Count Adams among those who aren’t surprised by the speedy rookie’s ability to not only keep up with receivers but use his elite speed to recover when he is beaten.

“He’s doing a lot of what I expected him to do based off what I saw early,” Adams said this week. “He’s putting a lot into his craft. He’s definitely owning up on that, having guys like Jaire in front of him helps a lot. Just kind of seeing the way he navigates, small things like that, just locking in on the details.”

Unlike previous defensive coordinator Mike Pettine, who would frequently match Alexander up with the opponent’s best receiver, Joe Barry prefers to let his corners stay on a particular side, which perhaps has allowed Stokes to get more comfortable. He’ll be challenged on Sunday regardless of who lines up across from him as the Vikings can attack with Jefferson (55 receptions, 775 yards, four touchdowns) or Adam Thielen (50 receptions, 542 yards, seven TDs).

“I just love how he competes every day,” Packers coach Matt LaFleur said. “He brings it in practice. He’s always got a smile on his face. He embraces the opportunity, embraces the challenge and I think you see that on gameday, as well.

“He’s getting better and better and we’re going to have to get his best this week because those two wideouts are as good as it gets.”

Bakhtiari sits again

Matt LaFleur never said that franchise left tackle David Bakhtiari might not play this season, but he never said Bakhtiari would definitely play this season.

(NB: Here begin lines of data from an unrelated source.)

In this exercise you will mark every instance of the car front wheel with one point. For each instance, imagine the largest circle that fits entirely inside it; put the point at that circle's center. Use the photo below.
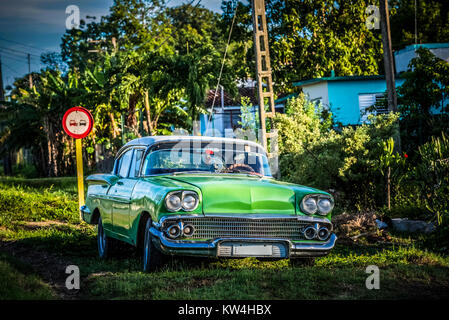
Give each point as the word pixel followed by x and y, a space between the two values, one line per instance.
pixel 152 257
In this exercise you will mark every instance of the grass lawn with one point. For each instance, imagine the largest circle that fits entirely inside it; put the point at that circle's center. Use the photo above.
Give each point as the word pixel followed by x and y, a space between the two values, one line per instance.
pixel 40 235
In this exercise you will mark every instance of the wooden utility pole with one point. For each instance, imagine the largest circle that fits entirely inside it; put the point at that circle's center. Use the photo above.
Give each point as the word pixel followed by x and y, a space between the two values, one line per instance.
pixel 388 56
pixel 2 95
pixel 389 65
pixel 30 76
pixel 263 71
pixel 7 161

Bakhtiari, who is coming back reconstructive knee surgery to repair a torn left ACL suffered during a Dec. 31 practice near the end of last season, once again didn’t take part in practice, marking the third straight he’s missed.

After returning to practice on Oct. 21 and being activated from the physically unable to perform list on Nov. 10 at the end of the three-week practice window, Bakhtiari seemed on track to return to action last week against Seattle.

That didn’t happen, and now it’s almost certain he won’t play against the Vikings.

Asked directly if Bakhtiari might miss the entire season, LaFleur replied: “Well, I mean, shoot, that’s a long time from now. So, I sure as heck hope he’s able to go at some point and, like I said, day to day.”